The following experiments with nonlinear factor analysis algorithm demonstrate the ability of the network to prune away unused parts. The data was generated from five normally distributed sources through a nonlinear mapping. The mapping was generated by a randomly initialised MLP network having 20 hidden neurons and ten output neurons. Gaussian noise with standard deviation of 0.1 was added to the data. The nonlinearity for the hidden neurons was chosen to be the inverse hyperbolic sine, which means that the nonlinear factor analysis algorithm using MLP network with tanh-nonlinearities cannot use exactly the same weights.
|
Figure 7 shows how much of the energy remains in the data when a number of linear PCA components are extracted. This measure is often used to deduce the linear dimension of the data. As the figure shows, there is no obvious turn in the curve and it would be impossible to deduce the nonlinear dimension.
|
|
With the nonlinear factor analysis by MLP networks, not only the number of the sources but also the number of hidden neurons in the MLP network needs to be estimated.

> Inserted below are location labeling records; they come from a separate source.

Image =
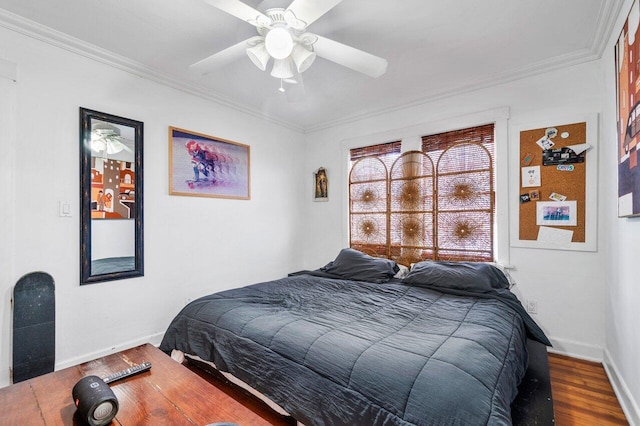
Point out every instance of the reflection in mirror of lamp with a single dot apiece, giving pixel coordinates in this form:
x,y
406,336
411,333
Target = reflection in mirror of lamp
x,y
111,237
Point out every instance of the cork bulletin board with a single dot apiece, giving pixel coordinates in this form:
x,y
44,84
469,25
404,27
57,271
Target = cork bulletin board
x,y
556,186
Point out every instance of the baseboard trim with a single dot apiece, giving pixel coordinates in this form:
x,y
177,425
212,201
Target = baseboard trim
x,y
154,339
577,350
627,403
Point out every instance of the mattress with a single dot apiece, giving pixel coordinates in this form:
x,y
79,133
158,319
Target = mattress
x,y
335,351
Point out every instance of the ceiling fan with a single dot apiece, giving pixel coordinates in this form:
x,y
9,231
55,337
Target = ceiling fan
x,y
106,138
283,37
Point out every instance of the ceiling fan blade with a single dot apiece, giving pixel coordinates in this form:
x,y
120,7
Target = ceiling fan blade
x,y
220,59
310,10
241,11
350,57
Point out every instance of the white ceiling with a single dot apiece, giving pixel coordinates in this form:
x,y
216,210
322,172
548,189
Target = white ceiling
x,y
434,48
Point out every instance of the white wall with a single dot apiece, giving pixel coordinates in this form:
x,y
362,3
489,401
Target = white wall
x,y
569,286
193,245
623,296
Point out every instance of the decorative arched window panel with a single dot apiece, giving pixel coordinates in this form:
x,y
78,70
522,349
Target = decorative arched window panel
x,y
368,206
411,210
465,203
417,211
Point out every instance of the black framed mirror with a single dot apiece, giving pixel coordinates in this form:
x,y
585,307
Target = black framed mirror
x,y
111,231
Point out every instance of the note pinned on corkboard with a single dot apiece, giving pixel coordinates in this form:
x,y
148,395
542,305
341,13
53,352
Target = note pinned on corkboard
x,y
553,169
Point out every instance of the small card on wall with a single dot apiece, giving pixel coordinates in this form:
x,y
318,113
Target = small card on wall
x,y
531,177
557,197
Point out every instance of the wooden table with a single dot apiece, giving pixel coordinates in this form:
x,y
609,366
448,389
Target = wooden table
x,y
168,394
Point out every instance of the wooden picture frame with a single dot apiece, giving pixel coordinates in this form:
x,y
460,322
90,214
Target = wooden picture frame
x,y
206,166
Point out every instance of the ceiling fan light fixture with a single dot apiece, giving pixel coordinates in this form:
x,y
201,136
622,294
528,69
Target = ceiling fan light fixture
x,y
259,56
302,57
281,69
279,43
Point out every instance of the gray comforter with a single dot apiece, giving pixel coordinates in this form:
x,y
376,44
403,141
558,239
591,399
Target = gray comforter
x,y
340,352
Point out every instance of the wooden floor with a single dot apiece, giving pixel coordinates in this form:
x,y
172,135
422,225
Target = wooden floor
x,y
582,394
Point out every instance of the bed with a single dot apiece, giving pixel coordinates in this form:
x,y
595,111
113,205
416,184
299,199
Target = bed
x,y
353,343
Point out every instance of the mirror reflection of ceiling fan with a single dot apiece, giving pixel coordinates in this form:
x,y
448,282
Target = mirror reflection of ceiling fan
x,y
106,138
283,37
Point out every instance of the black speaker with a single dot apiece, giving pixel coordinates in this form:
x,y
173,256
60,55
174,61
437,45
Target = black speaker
x,y
96,403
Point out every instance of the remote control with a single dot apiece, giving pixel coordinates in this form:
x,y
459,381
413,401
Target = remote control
x,y
139,368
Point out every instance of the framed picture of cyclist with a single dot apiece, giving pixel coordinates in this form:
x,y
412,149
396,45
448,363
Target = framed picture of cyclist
x,y
207,166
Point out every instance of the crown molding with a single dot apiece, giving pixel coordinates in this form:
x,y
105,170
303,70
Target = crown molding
x,y
539,68
79,47
606,22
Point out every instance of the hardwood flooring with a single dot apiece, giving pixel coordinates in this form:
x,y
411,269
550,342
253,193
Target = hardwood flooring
x,y
582,394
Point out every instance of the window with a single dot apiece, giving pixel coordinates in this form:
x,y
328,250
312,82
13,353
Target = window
x,y
437,203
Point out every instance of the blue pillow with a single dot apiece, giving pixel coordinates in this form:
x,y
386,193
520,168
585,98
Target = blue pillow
x,y
354,265
468,276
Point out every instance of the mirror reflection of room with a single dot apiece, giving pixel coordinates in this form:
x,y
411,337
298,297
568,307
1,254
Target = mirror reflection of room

With the Bayesian approach this is not a problem, as is shown in Figs. 8 and 9. The cost function exhibits a broad minimum as a function of hidden neurons and a saturating minimum as a function of sources. The reason why the cost function saturates as a function of sources is that the network is able to effectively prune away unused sources. In the case of ten sources, for instance, the network actually uses only five of them.
|
The pressure to prune away hidden neurons is not as big which can be seen in Fig. 10. A reliable sign of pruning is the amount of bits which the network uses for describing a variable. Recall that it was shown in Sect. 6.4.2 that the cost function can be interpreted as the description length of the data. The description length can also be computed for each variable separately and this is shown in Fig. 10. The MLP network had seven input neurons, i.e., seven sources, and 100 hidden neurons. The upper left plot shown clearly that the network effectively uses only five of the sources and very few bits are used to describe the other two sources. This is evident also from the first layer weight matrix A on the upper right plot, which shows the average description length of the weights leaving each input neuron.
The lower plot of Fig. 10 also shows the average description length of the weight matrix A, but now the average is taken row-wise and thus tells how many bits are used for describing the weights arriving to each hidden neuron. It appears that about six or seven hidden neurons have been pruned away, but the pruning is not as complete as in the case of sources. This is because for each source the network has to represent 1000 values, one for each observation vector, but for each hidden neuron the network only needs to represent five plus twenty (the effective number of inputs and outputs) values and there is thus much less pressure to prune away a hidden neuron.